Adakalanya persalinan tidak maju karena kelainan pada serviks yang dinamakan distosia servikalis. Kelainan ini bisa primer atau sekunder. Distosia servikalis dinamakan primer kalau serviks tidak membuka karena tidak mengadakan relaksasi berhubung dengan incoordinate uterine action. Penderita biasanya seorang primigravida. Kala I menjadi lama, dan dapat diraba jelas pinggir serviks yang kaku. Kalau keadaaan ini dibiarkan, maka tekanan kepala terus menerus dapat menyebabkan nekrosis jaringan serviks dan dapat mengakibatkan lepasnya bagian tengah serviks secara sirkuler. Distosia servikalis sekunder disebabkan oleh kelainan organik pada serviks, misalnya karena jaringan parut atau karena karsinoma. Dengan his kuat serviks bisa robek, dan robekan ini dapat menjalar ke bagian bawah uterus. Oleh karena itu, setiap wanita yang pernah mengalami operasi pada serviks, selalu harus diawasi persalinannya di rumah sakit.
Penyebab terjadinya inkoordinasi his (His Yang Tidak Terkoordinasi) 1. Faktor usia penderita relatif tua dan relatif muda 2. Pimpinan persalinan 3. Karena induksi persalinan dengan oksitosin 4. Rasa takut dan cemas
Cara Mengatasi Dengan anjuran untuk melakukan pertolongan persalinan memakai partograf WHO, diharapkan penderita dapat dikirim pada saat mencapai garis waspada sehingga keadaan janin dan ibu tiba dirumah sakit yang mempunyai fasilitas dalam keadaan optimal. Metode partograf tersebut diharapkan dapat memperkecil kejadian persalinan kasep (terlantar) yang mempunyai angka kesakitan dan kematian yang tinggi pada ibu maupun janin. Dengan dasar itu diharapkan bidan di desa dapat meningkatkan pertolongan persalinan dengan partograf WHO, melakukan observasi, melakukan evaluasi, dan selanjutnya meningkatkan usaha untuk melakukan rujukan.

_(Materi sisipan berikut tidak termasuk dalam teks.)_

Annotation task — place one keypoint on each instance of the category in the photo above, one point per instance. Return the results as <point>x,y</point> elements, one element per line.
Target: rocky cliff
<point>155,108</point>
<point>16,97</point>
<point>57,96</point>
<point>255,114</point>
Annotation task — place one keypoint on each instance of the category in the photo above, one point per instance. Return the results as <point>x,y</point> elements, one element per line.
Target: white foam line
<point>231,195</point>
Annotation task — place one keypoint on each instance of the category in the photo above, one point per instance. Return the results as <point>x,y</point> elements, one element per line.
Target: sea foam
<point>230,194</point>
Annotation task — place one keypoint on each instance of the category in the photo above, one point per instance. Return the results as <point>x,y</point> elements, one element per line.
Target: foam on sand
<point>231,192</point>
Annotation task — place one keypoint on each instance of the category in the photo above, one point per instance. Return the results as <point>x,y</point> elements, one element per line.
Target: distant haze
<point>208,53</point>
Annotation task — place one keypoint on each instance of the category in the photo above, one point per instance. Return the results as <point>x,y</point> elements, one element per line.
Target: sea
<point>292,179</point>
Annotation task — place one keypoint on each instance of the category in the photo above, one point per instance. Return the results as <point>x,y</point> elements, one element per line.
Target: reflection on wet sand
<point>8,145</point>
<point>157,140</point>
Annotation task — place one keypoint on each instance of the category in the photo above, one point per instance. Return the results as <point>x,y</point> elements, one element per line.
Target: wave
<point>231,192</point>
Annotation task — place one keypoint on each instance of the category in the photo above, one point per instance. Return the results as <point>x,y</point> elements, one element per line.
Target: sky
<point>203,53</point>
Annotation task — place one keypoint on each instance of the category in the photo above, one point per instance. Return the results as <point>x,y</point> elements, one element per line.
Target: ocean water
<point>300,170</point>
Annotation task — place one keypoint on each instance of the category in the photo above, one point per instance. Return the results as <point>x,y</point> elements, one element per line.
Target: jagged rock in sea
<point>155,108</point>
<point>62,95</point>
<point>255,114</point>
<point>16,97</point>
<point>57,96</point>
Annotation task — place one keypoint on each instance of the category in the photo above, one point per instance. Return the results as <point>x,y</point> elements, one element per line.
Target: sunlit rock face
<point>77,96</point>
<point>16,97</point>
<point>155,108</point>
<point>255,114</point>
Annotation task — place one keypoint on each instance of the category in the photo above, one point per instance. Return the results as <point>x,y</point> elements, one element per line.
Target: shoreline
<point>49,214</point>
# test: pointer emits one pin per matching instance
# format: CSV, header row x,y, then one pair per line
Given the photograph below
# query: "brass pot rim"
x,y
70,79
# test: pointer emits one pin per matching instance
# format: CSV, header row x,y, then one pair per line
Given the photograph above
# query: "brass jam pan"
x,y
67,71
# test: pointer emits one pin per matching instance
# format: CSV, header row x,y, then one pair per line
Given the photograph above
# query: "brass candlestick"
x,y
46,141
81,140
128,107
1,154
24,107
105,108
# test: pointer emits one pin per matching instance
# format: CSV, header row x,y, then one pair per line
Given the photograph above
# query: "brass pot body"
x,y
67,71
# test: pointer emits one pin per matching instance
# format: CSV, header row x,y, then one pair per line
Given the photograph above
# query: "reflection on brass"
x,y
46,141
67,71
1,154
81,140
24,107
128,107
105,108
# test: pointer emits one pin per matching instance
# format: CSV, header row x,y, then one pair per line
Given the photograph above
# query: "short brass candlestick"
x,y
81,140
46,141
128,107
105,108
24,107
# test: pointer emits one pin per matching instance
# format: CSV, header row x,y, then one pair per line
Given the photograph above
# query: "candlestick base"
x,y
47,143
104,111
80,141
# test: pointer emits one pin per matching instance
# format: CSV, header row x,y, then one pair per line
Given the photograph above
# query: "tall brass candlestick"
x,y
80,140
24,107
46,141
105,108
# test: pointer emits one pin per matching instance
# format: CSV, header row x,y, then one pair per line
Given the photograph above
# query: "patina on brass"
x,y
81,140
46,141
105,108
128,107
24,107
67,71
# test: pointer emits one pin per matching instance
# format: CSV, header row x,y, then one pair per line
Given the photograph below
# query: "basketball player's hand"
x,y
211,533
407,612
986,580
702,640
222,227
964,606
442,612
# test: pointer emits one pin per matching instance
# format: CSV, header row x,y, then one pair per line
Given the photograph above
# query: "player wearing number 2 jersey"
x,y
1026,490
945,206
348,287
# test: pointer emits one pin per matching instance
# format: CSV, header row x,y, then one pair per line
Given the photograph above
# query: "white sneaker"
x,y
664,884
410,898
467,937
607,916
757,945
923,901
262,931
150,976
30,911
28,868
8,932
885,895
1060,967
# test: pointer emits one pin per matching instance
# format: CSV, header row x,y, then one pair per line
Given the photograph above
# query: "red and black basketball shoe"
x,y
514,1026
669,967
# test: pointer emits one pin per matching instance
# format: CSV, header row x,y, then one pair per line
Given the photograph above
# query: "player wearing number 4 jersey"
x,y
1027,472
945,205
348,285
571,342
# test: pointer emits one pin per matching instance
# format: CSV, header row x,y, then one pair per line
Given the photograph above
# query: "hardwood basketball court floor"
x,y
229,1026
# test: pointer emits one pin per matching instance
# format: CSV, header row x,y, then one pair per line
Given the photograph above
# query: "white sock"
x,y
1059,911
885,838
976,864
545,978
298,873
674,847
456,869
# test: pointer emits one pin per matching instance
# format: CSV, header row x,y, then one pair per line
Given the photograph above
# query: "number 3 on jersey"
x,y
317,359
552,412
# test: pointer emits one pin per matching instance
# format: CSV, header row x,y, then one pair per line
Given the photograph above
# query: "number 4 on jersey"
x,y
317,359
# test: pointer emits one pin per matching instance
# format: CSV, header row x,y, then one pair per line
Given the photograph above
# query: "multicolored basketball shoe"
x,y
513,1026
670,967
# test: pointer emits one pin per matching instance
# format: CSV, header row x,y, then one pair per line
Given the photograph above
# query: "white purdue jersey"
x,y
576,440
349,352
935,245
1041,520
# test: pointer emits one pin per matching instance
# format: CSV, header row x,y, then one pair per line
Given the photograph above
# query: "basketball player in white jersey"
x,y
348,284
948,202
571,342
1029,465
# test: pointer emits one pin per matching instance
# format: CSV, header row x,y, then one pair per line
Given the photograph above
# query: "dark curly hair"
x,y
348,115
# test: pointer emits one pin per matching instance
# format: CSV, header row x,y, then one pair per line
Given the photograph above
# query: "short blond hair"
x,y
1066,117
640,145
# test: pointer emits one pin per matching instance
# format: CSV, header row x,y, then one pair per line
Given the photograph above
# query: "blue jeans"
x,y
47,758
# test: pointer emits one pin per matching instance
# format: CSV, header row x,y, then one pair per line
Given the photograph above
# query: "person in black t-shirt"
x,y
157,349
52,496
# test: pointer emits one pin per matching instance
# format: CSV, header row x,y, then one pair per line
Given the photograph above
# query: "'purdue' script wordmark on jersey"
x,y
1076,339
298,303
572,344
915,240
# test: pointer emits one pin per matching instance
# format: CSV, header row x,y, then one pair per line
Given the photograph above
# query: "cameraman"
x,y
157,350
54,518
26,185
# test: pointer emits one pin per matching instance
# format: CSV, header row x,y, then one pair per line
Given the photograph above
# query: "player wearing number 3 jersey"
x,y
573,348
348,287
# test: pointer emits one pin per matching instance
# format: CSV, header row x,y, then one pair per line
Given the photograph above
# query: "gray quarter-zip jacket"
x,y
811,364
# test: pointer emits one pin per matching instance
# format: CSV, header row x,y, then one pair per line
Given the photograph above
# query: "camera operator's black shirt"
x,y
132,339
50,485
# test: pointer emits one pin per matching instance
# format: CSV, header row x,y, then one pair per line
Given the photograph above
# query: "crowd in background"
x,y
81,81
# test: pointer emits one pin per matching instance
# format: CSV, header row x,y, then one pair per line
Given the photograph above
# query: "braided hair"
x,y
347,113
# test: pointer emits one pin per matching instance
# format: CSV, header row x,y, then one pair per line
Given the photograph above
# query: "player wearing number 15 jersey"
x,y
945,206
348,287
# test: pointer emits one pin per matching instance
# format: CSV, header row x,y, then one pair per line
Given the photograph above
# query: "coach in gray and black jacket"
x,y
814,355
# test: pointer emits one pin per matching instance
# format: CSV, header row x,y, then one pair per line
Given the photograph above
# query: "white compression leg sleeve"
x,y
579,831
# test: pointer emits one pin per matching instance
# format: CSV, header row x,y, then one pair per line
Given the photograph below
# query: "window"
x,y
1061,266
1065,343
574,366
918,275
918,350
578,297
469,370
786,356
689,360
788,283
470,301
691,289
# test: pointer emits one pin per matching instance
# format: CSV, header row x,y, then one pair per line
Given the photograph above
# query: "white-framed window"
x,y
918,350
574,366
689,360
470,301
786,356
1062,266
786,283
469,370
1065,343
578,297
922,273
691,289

Selain itu, Kelainan ini dapat diobati secara simtomatis karena belum ada obat yang dapat memperbaiki koordinasi fungsional antara bagian-bagian uterus. Usaha-usaha yang dapat dilakukan ialah mengurangi tonus otot dan mengurangi ketakutan penderita. Hal ini dapat dilakukan dengan pemberian analgetika, seperti morphin, pethidin dan lain-lain. Akan tetapi persalinan tidak boleh berlangsung berlarut-larut apalagi kalau ketuban sudah pecah. Dalam hal ini pada pembukaan belum lengkap,perlu dipertimbangkan seksio sesarea. Lingkaran konstriksi dalam kala I biasanya tidak diketahui, kecuali klau lingkaran ini terdapat di bawah kepala anak sehingga dapat diraba melalui kanalis servikalis.
Jikalau diagnosis lingkaran konstriksi dalam kala I dapat dibuat persalinan harus diselesaikan dengan seksio sesarea. Biasanya lingkaran konstriksi dalam kala II baru diketahui, setelah usaha melahirkan janin dengan cunam gagal. Dengan tangan yang dimasukkan ke dalam cavum uteri untuk mencari sebab kegagalan cunam, lingkaran konstriksi, mudah dapat diraba. Dengan narkosis dalam, lingkaran tersebut kadang-kadang dapat dihilangkan, dan janin dapat dilahirkan dengan cunam. Apabila tindakan ini gagal dan janin masih hidup, terpaksa dilakukan seksio sesarea.